Professor Michael Baker (left) is Director of this new Health Research Council-funded programme which is based at the University of Otago, Wellington. He says the programme aims to make the 2020s the “decade of elimination”.
“The successful elimination of COVID-19 transmission in Aotearoa New Zealand has shown us the value of aiming high. With good science and good leadership, tough challenges that previously were thought to be impossible are now within our reach,” Professor Baker says.
Deputy Director Dr Amanda Kvalsvig also emphasised lessons learned from COVID-19.
“The programme was developed long before 2020, but COVID-19 is an outstanding example of a syndemic. Syndemics link infectious diseases, long-term conditions, and inequalities together to create a perfect storm. Trying to solve these issues one by one can never be fully effective,” Dr Kvalsvig says.
Instead, the team aims to break these destructive cycles by taking an integrated, whānau-centred approach. A senior Māori researcher in the group, Andrew Waa, says a key strength of the programme is the potential for innovative strengths-based solutions that combine syndemic approaches with Māori models of health.
“Grounding the research within Māori experiences will help identify solutions for how infectious diseases and long-term conditions can be better managed by and with Māori communities,” Mr Waa says.

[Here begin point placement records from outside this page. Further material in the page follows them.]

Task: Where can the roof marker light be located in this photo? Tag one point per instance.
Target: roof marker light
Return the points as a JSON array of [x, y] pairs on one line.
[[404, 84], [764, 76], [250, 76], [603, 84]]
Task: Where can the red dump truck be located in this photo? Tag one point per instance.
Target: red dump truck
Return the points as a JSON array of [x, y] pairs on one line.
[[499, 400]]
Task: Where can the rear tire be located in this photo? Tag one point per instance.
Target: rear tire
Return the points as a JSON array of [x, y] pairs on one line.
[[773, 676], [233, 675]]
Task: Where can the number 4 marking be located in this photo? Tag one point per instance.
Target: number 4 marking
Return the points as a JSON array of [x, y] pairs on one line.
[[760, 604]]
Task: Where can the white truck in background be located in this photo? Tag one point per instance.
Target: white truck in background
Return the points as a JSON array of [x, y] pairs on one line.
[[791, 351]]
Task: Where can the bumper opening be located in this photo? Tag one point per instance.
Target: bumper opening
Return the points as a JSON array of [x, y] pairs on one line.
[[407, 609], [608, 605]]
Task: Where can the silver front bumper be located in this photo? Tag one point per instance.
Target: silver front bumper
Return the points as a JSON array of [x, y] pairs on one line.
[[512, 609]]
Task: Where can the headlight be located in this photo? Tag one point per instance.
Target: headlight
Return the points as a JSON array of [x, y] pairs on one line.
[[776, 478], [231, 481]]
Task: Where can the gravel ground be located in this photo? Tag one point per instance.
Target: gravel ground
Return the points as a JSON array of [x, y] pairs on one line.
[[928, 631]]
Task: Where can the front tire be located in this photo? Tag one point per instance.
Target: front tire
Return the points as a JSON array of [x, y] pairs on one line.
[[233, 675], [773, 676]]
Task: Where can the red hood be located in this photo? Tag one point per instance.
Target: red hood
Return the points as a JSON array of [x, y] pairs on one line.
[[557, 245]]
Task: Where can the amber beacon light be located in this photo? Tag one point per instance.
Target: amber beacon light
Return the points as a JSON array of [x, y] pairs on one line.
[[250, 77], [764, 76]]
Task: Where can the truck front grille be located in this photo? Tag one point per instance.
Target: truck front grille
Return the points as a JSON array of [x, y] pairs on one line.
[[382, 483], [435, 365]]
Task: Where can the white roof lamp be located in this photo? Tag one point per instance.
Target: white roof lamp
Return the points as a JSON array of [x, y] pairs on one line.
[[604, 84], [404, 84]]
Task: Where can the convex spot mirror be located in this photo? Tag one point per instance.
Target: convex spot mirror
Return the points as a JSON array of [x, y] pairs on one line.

Cheryl Davies, another senior Māori researcher in the group, and her colleagues are already beginning the conversations with community providers that will ensure that whānau ora approaches are enhanced, valued, and enabled throughout the programme. The values framework of the Tākiri Mai Te Ata Whānau Ora Collective – which includes both Kōkiri and Tu Kotahi – will provide a foundation for this work.
“The whakatauki in the framework is especially relevant to our relationship: ‘Me mahi tahi tātau, ka ora ai te iwi. Working together as one’”, Ms Davies says.